In afstarke/reSET: Gather and analyze SET-MH data to assess marsh elevation trends

knitr::opts_chunk$set(
  collapse = TRUE,
  comment = "#>"
)

library(reSET)

Overview

The structure and naming conventions of the functions within reSET was inspired by the many bright minds of contributors of the tidyverse suite of packages. For the leveraging auto complete, all the primary functions begin with set_ and are split into families of functions based on the general task of the function. Currently there are 2 primary families:

set_get_** which retrieves data
set_check_** interrogates the data to help in QA or other steps. Currently the statistical analysis steps are being developed within this family but may spin off into a separate set of functions.

Usage

set_get_**

set_get_ functions take either a connection (dbConn or path to the DB) or an existing SET dataframe as returned from a previous set_get_ call and returns something to the user. Most often a dataset, that is in the form of a tidy dataframe is returned. In the case of set_get_stations an sf object (spatial data in the format of a simple feature object) is returned. This is convenient for quick mapping using packages like mapview or tmap.

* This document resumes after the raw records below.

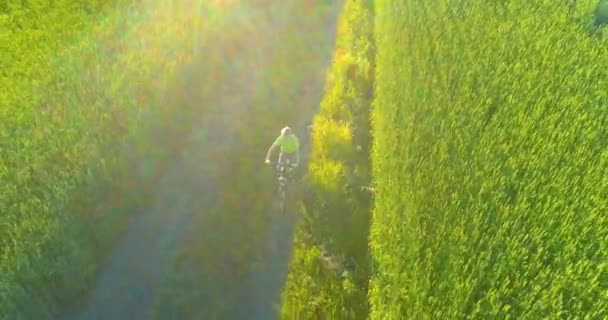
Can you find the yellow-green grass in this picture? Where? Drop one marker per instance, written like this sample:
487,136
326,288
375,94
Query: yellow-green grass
490,161
329,268
89,85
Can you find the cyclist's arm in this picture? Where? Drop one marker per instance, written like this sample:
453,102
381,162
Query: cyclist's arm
271,150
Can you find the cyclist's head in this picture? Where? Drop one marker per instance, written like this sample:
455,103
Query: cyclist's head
286,131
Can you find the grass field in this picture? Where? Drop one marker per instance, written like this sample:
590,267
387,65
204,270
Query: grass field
329,268
490,161
88,120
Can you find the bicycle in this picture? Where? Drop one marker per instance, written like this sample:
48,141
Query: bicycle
284,174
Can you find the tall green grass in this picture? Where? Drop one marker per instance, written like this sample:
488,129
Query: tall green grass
490,161
273,55
88,118
329,268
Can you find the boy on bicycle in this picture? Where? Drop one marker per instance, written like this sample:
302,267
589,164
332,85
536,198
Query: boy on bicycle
290,148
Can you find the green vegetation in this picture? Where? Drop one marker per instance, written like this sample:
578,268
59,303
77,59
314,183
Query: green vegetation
329,269
90,86
266,84
488,164
489,157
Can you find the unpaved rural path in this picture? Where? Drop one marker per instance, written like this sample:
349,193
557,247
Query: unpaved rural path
132,280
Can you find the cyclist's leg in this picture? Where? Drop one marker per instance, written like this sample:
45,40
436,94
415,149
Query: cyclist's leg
281,160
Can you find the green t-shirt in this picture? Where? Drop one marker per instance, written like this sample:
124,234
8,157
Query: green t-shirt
288,145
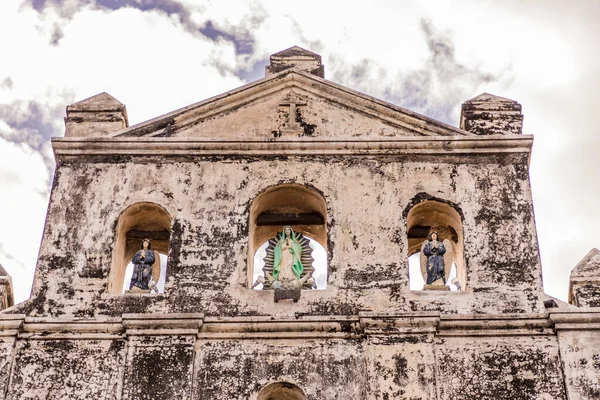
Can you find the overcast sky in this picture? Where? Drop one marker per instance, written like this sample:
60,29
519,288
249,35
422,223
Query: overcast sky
158,55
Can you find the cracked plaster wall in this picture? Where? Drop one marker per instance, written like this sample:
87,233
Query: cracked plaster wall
209,201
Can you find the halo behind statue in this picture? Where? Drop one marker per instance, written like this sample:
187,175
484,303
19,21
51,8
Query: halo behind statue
306,259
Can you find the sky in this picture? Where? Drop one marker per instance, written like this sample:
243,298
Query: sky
427,56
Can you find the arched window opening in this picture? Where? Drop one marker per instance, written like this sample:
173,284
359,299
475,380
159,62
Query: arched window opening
435,247
138,223
288,239
281,391
159,275
319,255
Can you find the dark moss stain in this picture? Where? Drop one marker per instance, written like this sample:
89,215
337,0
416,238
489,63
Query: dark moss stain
371,275
230,370
422,196
160,372
401,365
308,129
501,372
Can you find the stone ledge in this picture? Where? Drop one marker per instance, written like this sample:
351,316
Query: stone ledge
449,145
367,323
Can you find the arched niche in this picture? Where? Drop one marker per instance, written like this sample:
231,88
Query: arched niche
302,208
433,215
137,222
281,391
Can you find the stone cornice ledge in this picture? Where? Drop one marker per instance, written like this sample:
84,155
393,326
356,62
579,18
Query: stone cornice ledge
587,319
447,145
300,326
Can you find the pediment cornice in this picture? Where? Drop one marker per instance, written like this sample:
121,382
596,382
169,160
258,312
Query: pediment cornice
302,83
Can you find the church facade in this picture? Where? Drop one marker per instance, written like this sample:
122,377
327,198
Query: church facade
236,196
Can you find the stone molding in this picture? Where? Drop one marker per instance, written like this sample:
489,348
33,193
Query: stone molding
290,327
301,81
456,145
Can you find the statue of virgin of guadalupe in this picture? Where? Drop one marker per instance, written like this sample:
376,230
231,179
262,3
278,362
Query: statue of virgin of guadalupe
436,260
288,263
143,262
288,252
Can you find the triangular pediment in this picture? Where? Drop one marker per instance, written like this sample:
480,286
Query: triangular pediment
295,104
588,267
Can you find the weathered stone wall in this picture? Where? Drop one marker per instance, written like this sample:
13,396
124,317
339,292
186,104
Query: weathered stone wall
580,352
414,360
66,369
209,200
367,336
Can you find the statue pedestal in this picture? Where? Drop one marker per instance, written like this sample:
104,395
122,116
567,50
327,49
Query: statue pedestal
287,294
436,287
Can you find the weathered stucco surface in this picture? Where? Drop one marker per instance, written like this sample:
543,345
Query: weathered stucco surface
367,336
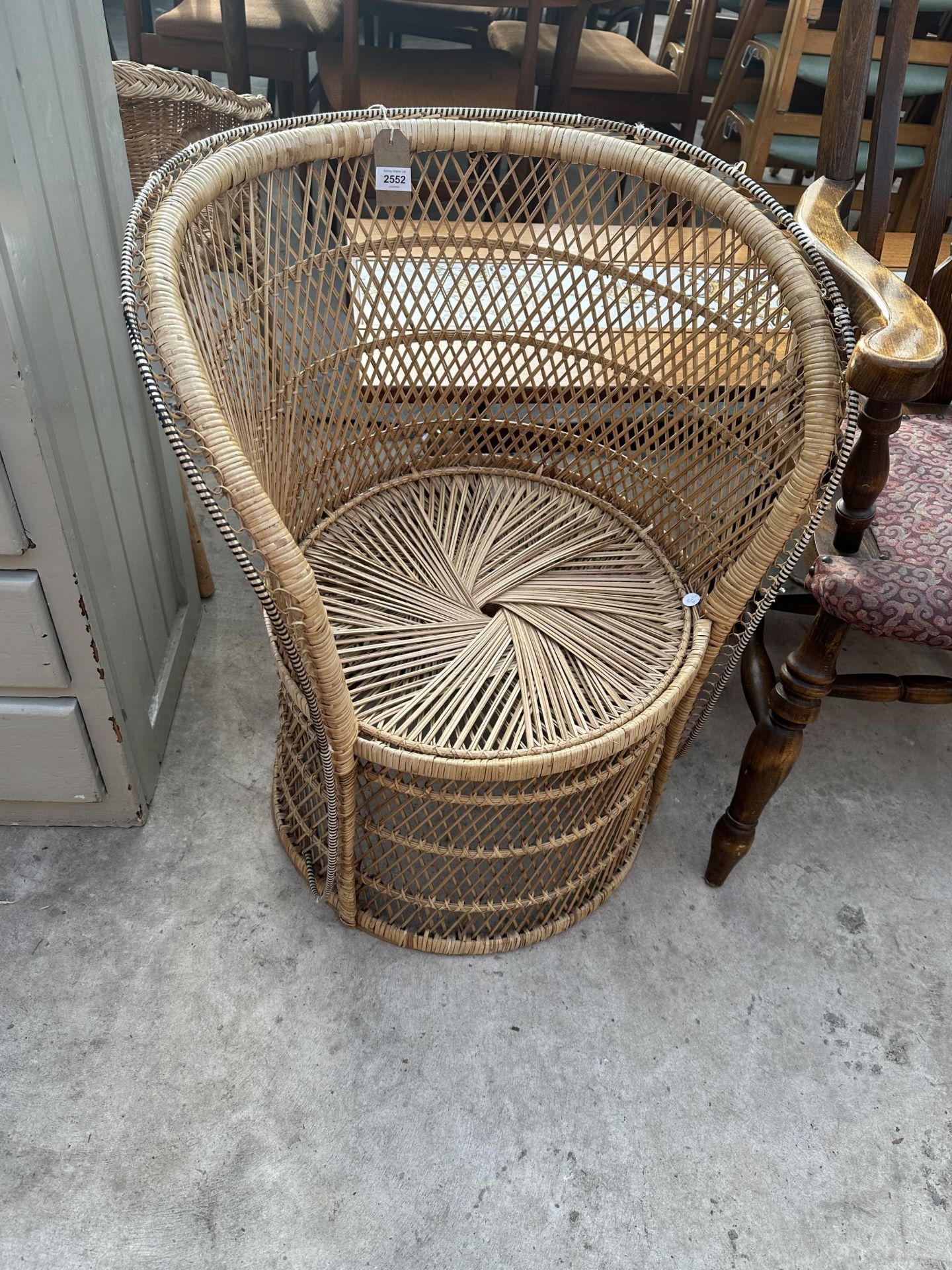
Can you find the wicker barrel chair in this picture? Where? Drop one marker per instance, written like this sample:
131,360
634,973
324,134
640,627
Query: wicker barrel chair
504,465
165,111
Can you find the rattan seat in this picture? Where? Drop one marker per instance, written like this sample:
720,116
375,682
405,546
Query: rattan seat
528,618
504,465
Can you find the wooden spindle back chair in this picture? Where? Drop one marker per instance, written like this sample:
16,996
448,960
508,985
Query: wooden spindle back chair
696,45
896,579
781,126
278,40
608,75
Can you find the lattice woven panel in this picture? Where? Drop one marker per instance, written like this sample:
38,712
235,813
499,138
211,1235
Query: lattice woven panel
474,452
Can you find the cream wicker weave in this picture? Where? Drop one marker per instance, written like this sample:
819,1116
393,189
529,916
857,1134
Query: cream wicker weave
473,455
165,111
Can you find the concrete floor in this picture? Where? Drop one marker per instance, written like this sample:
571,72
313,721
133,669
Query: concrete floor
201,1068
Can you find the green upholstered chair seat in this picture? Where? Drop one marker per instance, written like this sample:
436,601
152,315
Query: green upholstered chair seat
815,69
801,151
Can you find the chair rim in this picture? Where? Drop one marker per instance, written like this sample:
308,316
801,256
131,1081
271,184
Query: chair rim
136,81
818,316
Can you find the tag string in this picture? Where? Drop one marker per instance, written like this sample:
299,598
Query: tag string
387,121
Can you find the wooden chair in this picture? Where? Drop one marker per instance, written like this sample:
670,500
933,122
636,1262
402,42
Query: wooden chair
781,127
485,665
161,113
354,75
281,34
888,570
707,59
456,23
611,77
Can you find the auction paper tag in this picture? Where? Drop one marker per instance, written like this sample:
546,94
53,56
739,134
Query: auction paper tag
391,168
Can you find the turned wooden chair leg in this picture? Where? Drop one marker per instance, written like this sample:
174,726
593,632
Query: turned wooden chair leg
775,745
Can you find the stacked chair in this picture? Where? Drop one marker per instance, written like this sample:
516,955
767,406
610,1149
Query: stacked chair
885,564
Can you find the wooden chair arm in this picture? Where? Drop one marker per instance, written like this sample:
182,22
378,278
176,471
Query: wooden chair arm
902,345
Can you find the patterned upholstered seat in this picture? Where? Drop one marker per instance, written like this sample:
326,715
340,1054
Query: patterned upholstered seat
908,593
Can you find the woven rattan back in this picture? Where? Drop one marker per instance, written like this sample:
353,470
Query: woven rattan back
475,452
551,302
165,111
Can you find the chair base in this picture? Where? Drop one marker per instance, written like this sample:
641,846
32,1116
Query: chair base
596,821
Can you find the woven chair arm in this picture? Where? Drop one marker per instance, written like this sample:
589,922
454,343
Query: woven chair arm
136,83
902,346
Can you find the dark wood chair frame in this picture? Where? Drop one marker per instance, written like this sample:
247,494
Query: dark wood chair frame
898,357
288,69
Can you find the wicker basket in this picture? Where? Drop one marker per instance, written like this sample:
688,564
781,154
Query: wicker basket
504,465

The workflow begins with establishing a connection object with a database. In this case the NPS Access DB that is referenced in the 2015 Protocol developed by \@jamesc.lynch2015b. By passing the path to the back-end of the Access DB into the function set_get_DB(), you can create an object by assigning the output of the function to a variable, in case of the example below called DBconn. This object holds the information necessary for R to make the connection to the database. The benefit of this approach is that you can do data entry and management (QA?QC) in Access, which provides a better UI experience, and then pull the data direct into R for further work with just needing to run a few lines of code to update the data.

SET.DB.path <- "D:/Data/SET_data/SET_DB_BE_ver_2.94.mdb" # backend Access database from NPS

DBconn <- set_get_DB(SET.DB.path) 

DBconn
#> <OdbcConnection> admin@ACCESS
#>  Database: D:/Data/SET_data/SET_DB_BE_ver_2.94.mdb
#>  ACCESS Version: 04.00.0000

Once you've established the connection using set_get_DB() you can use that object in other set_get_ calls to:

Pull SET station locations out as an sf object for mapping using set_get_stations()

> marshHts <- set_get_receiver_elevations(dbconn = DBconn)
Joining, by = "Location_ID"
> marshHts
Simple feature collection with 39 features and 6 fields
Geometry type: POINT
Dimension:     XY
Bounding box:  xmin: -73.71823 ymin: 40.59572 xmax: -72.14885 ymax: 41.04341
Projected CRS: NAD83(2011) / New York Long Island
# A tibble: 39 x 7
   Survey_Date         Plot_Name Pipe_Z Vertical_Datum X_Coord Y_Coord             geometry
 * <dttm>              <chr>      <dbl> <chr>            <dbl>   <dbl>          <POINT [m]>
 1 2018-11-01 00:00:00 BC-1       0.394 NAVD88           -72.3    41.0 (-72.29104 41.04329)

Extract SET data in a tidy format using set_get_sets()
Extract Surface Accretion data into a tidy format using set_get_accretions()
set_get_receiver_elevations() will return an sf object with surveyed receiver elevations
set_get_absolute_heights() returns height-adjusted elevations of the marsh surface based on the NAVD88 surveyed receiver elevation and the SET equipment used including pin heights (see ?set_get_pinlengths and ?set_pinhts utility function.)

set_check_**

set_check_ functions help with some basic QA tasks. The current focus is on flagging and finding pin readings that may have issues that should be investigated. The focus of these functions is to leave the original raw data alone in the database and flag it for either filtering within a workflow in R or using it as a sort of check list for performing QA checks on the data within the database. It is important to know that all the functions within reSET do not alter the original data in it's source. That is the role of project managers during regular QA work flows.

set_check_measures() looks for errant data points based on incremental changes and notes made within database.
set_check_pins() returns a very simple tibble with Notes made within the database for a given pin. A unique pin ID is returned for use in additional filtering or queries both within Access or R $$Under development$$
set_check_doublereads() provides a mechanism to flag SET data that has multiple SET readers through its history. Teamed with set_get_doublereads() a user can find and handle those SET reader transitions as deemed appropriate. One method that is in development is to group the data by each SET reader, calculate the incremental change over time, and then within each unique SET reader perform a rolling sum or aggregation of the change observed for each reading, which in effect removes the 'bias' that may be brought in with a change in SET reader $$more on this approach to come$$. The downside to this approach is that any transitions between SET readers that were not 'double read' - a reading by each SET reader on the same day - would create a gap between the last reading made by the previous SET reader and the second reading made by the following SET reader which may leave large gaps. Further issues may arise if these changes were made more frequently (annually).